On the "morality" side, this nation will be fully funding give away programs, Food Stamps, unemployment checks for 99 weeks to people who don't work (to the tune of $200 Billion just this year), but we are taking 50% of the Sequestration cuts from 17% of the budget that is a Constitutional piece of government (whereas Medicare, Social Security, EITC, and Medicaid are not).
People are trying to "spin" this issue when the facts are clear. That is lying, and that is wrong.
Amen. Finally, some sanity on this board. See my post above.
“The impact has only just now started to show itself; like an iceberg, its all of the stuff underneath we don’t see yet that is the bulk of it. “
The illusion of the iceberg began with the excessive, wasteful spending, not with the withdrawal of that spending. The economic growth fueled with borrowed money was never real or sustainable.
A job loss of a government employee, contractor is not a negative in the sense of the loss of employees and manufacturing capability in the private economy.
It’s tough on people just the same - especially folks in government service, or contracting to the same - as the vast majority will take time to realize that they never really were worth the money they were making and to lower expectations for standard of living until it matches what the private sector can provide.
It’s a cruel world out there when your expectations are set too high - but to be sure, the reduction of government IS a positive for growing the private economy. It’s not even rational to argue against it.
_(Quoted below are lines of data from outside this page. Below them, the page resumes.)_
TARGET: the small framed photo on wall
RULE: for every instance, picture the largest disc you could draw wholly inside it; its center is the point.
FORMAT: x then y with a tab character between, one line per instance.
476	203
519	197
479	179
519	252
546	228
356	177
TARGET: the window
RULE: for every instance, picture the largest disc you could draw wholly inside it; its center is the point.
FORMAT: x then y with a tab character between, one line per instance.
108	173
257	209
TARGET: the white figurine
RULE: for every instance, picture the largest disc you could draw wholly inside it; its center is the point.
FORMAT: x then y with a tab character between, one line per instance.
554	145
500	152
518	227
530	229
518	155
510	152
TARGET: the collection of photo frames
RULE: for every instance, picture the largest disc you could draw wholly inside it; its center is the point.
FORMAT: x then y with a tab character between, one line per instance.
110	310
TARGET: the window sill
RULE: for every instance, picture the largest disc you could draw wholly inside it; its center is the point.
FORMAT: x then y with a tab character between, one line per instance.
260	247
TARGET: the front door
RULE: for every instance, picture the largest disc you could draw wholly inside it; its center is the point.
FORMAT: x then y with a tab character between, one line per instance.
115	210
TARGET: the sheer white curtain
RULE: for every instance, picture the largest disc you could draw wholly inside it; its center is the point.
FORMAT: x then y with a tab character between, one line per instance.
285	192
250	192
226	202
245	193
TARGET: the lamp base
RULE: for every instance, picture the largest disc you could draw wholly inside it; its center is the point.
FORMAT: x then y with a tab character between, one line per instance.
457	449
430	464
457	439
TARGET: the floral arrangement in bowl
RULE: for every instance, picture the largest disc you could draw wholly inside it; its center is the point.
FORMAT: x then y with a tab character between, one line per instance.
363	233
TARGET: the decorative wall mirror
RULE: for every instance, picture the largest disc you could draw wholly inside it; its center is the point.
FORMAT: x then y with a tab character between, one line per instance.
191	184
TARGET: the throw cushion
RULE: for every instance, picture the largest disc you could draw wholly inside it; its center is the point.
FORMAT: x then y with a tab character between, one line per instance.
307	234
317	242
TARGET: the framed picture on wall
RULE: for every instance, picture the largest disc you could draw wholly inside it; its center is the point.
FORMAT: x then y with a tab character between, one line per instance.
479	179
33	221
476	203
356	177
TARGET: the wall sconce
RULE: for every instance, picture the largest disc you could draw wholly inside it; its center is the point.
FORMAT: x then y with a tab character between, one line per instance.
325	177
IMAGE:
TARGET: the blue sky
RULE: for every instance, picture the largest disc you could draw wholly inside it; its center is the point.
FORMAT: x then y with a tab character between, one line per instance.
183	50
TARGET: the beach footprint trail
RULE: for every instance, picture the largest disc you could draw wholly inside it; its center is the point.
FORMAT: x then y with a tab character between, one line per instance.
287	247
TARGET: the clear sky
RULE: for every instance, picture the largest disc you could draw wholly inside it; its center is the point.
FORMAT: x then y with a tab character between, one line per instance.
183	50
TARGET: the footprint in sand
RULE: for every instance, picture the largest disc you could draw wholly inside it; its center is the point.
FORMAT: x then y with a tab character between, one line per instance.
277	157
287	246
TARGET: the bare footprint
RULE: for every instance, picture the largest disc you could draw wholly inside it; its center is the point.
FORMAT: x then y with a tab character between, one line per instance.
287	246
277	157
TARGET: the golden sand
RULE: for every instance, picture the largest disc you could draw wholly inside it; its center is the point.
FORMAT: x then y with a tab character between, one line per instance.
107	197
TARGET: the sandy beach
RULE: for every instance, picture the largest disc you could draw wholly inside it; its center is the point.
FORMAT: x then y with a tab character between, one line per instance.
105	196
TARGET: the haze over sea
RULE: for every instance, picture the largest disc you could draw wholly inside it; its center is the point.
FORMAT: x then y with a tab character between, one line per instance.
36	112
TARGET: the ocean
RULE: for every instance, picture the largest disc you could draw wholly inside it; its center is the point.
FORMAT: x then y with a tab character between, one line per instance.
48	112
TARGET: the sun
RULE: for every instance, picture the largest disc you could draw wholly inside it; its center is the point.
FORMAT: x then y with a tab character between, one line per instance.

“Defense spending is about to be gutted (and every single member of the Joint Chiefs has used that word)”
here we go again.
Just because a bureaucrat-general says “gutted” doesn’t make it so.
A real general would get the job done - focus spending on war-fighting capability only.
But we don’t have “real” generals anymore we have bureaucrat-generals who defend “their” budgets over providing as effective a constitutionally mandated defense of country as is achievable with budgets provided.
The JCS has no business using political language like “gutted” Their job is to tell us what we get for the money provided.